Tinta Bruta (Brasil, 2018). Direção e Rot. Original: Filipe Matzembacher. Fotografia: Glauco Firpo. Música: Felipe Puperi. Montagem: Germano de Oliveira. Dir. de arte: Manuela Falcão. Figurinos: Maíra Flores. Com: Shico Menegat, Bruno Fernandes, Guega Peixoto, Sandra Dani, Frederico Vasques, Denis Gosh, Camila Falcão, Áurea Baptista.

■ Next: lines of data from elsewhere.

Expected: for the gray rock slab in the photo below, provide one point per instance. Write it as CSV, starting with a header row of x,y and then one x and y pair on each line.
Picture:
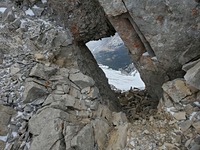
x,y
189,65
39,121
2,144
51,136
101,129
113,8
33,91
81,80
69,132
5,116
84,139
193,75
42,71
176,89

Pedro (Menegat) é um jovem anti-social que vive com a irmã, Luíza (Peixoto), em Porto Alegre. Sua forma de sobrevivência é apresentando performances eróticas com o corpo besuntado de tinta brilhante. Luíza, no entanto, decidiu se mudar para Salvador e Pedro, subitamente só, e tendo que pagar as contas do apartamento, fica igualmente sabendo que talvez o número crescentemente reduzido de seguidores para sua performance tenha a ver com o fato de outro, Leo (Fernandes), que é dançarino, ter seguido a ideia. Pedro vai atrás de Leo e fazem um vídeo ao vivo que se torna bem sucedido. Mais que isso, Pedro passa a se envolver emocionalmente com Leo, após ter sido agredido por ex-colegas de universidade, e Leo ter lutado também contra os dois agressores. Nessa noite, Leo lhe conta uma história com a qual se identifica plenamente, já que também se encontra com um processo judicial que pode leva-lo à prisão, por conta da juíza ser conservadora. Sua advogada pede que ele vá a presença da juíza com alguém da família. Ele lhe conta que a irmã não mora mais consigo e que não quer envolver a avó (Dani), a fonte de afeto que ainda lhe existe, no caso. Ele convida Leo, mas esse afirma que apesar de que faria tudo por ele, conseguiu uma bolsa para ir para Berlim. Na madrugada de sua partida os dois voltam a se encontrar.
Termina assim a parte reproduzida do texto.